Jeff Shattock's answer is correct that this is equivalent (or isomorphic, as mathematicians write) to a combinatorial optimization problem, but it's equivalent to the 1-dimensional bin packing problem, not the knapsack problem.

Lucky for you, I have some code to share that will solve this problem for you, or anyone else, with access to a Windows computer with at least version 3.5 of the .NET Framework installed.

A Rough Solution

  1. First, download and install LINQPad.

  2. Second, download the LINQPad query I just wrote – here's the linq (ha) to the raw file. Save it as a .linq file and open it in LINQPad.

  3. Change the parameters:

    Here's the part in the LINQPad query code you should change:

    int binSizeMb = 4476; // This is the (floor of the) total size of a DVD+R reported by CDBurnerXP. string rootFileFolderPath = @"F:\2006 - Polyester Pimpstrap Intergalactic Extravaganza multicam";

    Change binSizeMb to the size of your 'bin', e.g. CD, DVD, ex. int binSizeMb = 650; for a CD.

    Note – the binSizeMb value is interpreted as what's sometimes referred to as a mebibyte. Contrary to my childhood, when all byte multiples were 'binary', sometimes 'MB' now refers to a 'decimal megabyte' or exactly 1,000,000 bytes, as opposed to the 1,048,576 bytes of a mebibyte (MiB), which is used in my code. If you wish to change this, change the line const int bytesPerMb = 1048576; in the code to const int bytesPerMb = 1000000;.

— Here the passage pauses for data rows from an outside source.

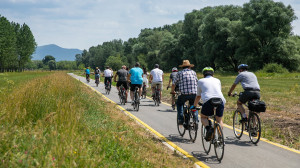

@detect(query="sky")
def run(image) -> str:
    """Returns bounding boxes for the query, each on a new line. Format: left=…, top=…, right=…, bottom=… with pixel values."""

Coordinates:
left=0, top=0, right=300, bottom=50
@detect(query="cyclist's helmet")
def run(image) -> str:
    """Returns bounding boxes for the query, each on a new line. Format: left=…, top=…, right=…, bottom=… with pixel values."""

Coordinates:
left=238, top=64, right=248, bottom=70
left=202, top=67, right=214, bottom=76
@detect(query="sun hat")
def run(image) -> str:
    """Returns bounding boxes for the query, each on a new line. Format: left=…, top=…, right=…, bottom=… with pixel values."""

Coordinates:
left=179, top=60, right=194, bottom=67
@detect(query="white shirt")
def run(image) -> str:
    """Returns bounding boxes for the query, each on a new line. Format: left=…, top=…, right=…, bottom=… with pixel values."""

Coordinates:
left=150, top=68, right=164, bottom=82
left=104, top=69, right=113, bottom=77
left=197, top=76, right=226, bottom=104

    Change rootFileFolderPath to the full path of the folder containing the files you wish to 'pack into bins', ex. string rootFileFolderPath = @"C:\MySecretBinFilesFolder";.

  4. Run the query by either hitting F5 or clicking the Execute button at the top left of the query tab.

Results

The query code will enumerate all of the files in the rootFileFolderPath folder, recursively, meaning it will include files in all of the subfolders too.

Then it will create 'bins' for the files such that the total size of all the files in each bin is less than or equal to the bin size specified.

In the LINQPad results pane you'll see two lists.

The first list is of all the files it found, listed in decreasing order by size.

The second list is the bins created by 'packing the files', with a list of the files and their sizes, as well as the remaining size of the bin.

Here's a screenshot showing the second list and the first two bins created:

LINQPad screenshot showing list of bins

Cursory Analysis

According to Wikipedia, the algorithm I used – the First Fit Decreasing (FFD) strategy – shouldn't be too bad; Wikipedia states:

In 2007, it was proven that the bound 11/9 OPT + 6/9 for FFD is tight.

'OPT' refers to the optimal strategy (as something potentially unreachable, not any particular actual strategy).

Based on my somewhat fuzzy memories of the mathematical terms involved, this should mean that the FFD strategy should, at worst, pack items into ~1.22 times the number of bins that an optimal strategy would. So, this strategy might pack items into 5 bins instead of 4. I suspect that it's performance is likely to be very close to optimal except for specific 'pathological' item sizes.

The same Wikipedia article also states that there is an "exact algorithm". I may decide to implement that too. I'll have to read the paper that describes the algorithm first.